Up until now i've just been wearing everyday cargo / combat pants, plenty of pockets but not at all waterproof & they've finally ripped at the knees.

I'm looking for something thats shower proof, fairly tough material that i could wear in dry or wet weather, ideally with some decent pockets.

I don't really want to have like pullover set of waterproofs.

Any recommendations?


----------



## Derekh929 (Aug 28, 2011)

Up in Scotland we just use shorts all year round:thumb:

Aldi and lidl sometimes have some good working pants as you call them at bargain prices, screw fix has a good few versatile pairs as well, just spray them with something like L1


----------



## trv8 (Dec 30, 2007)

Derekh929 said:


> Up in Scotland we just use shorts all year round:thumb:


Thought you lot in Scotland wear skirts all year round .


----------



## Derekh929 (Aug 28, 2011)

trv8 said:


> Thought you lot in Scotland wear skirts all year round .


We only use that at the weekends when all the tourists arrive


----------



## Cookies (Dec 10, 2008)

Actually currently in shorts myself. Mad Irish and all that lol. 

Btw, over here, pants are underwear. So I was well confused when you were looking for waterproof ones with pockets. 

As far as I remember, Snickers work wear make very good, tough cargo pants (trousers). 

Cooks

Sent from my SM-G950F using Tapatalk


----------



## AOCBMG (May 19, 2016)

Cookies said:


> pants are underwear. So I was well confused when you were looking for waterproof ones with pockets.
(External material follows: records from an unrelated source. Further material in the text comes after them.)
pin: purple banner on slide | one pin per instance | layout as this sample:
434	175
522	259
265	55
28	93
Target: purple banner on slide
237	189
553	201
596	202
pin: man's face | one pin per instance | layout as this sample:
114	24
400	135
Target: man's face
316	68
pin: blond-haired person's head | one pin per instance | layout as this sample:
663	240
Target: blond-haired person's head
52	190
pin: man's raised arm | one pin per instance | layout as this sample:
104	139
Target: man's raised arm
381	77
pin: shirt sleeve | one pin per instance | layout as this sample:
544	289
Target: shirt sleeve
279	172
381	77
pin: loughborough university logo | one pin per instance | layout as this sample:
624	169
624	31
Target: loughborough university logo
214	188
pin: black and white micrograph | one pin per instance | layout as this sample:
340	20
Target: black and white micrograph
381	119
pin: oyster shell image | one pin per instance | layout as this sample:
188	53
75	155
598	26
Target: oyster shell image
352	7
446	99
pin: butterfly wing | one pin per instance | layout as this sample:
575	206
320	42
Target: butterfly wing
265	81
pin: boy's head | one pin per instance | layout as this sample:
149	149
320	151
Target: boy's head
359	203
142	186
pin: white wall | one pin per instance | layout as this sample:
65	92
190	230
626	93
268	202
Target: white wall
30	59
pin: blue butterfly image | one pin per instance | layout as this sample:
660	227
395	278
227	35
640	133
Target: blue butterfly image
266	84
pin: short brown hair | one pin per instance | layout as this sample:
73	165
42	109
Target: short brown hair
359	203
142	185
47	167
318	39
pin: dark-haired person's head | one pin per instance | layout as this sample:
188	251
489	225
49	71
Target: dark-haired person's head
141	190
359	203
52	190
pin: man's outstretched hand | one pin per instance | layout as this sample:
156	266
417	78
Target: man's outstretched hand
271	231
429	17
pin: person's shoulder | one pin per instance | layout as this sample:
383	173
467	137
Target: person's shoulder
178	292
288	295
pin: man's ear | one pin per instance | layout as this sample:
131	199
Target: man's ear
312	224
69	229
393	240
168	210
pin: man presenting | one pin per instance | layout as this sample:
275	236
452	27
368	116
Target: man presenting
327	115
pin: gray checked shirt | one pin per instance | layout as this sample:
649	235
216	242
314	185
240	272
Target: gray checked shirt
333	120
you're underwear doesn't have pockets? you are missing out!


----------



## AOCBMG (May 19, 2016)

Derekh929 said:


> Up in Scotland we just use shorts all year round:thumb:
> 
> Aldi and lidl sometimes have some good working pants as you call them at bargain prices, screw fix has a good few versatile pairs as well, just spray them with something like L1


I'd never get any work done if i wore shorts... everyone would be laughing at my chicken legs!

whats L1?


----------



## Derekh929 (Aug 28, 2011)

AOCBMG said:


> I'd never get any work done if i wore shorts... everyone would be laughing at my chicken legs!
> 
> whats L1?


Those water replant fabric sprays not 100% how long it would last though, how about a pair of discontinued climbing vortex trousers?


----------



## TiredGold7 (Feb 21, 2019)

There are so many waterproof pants, just ask the store for them.


----------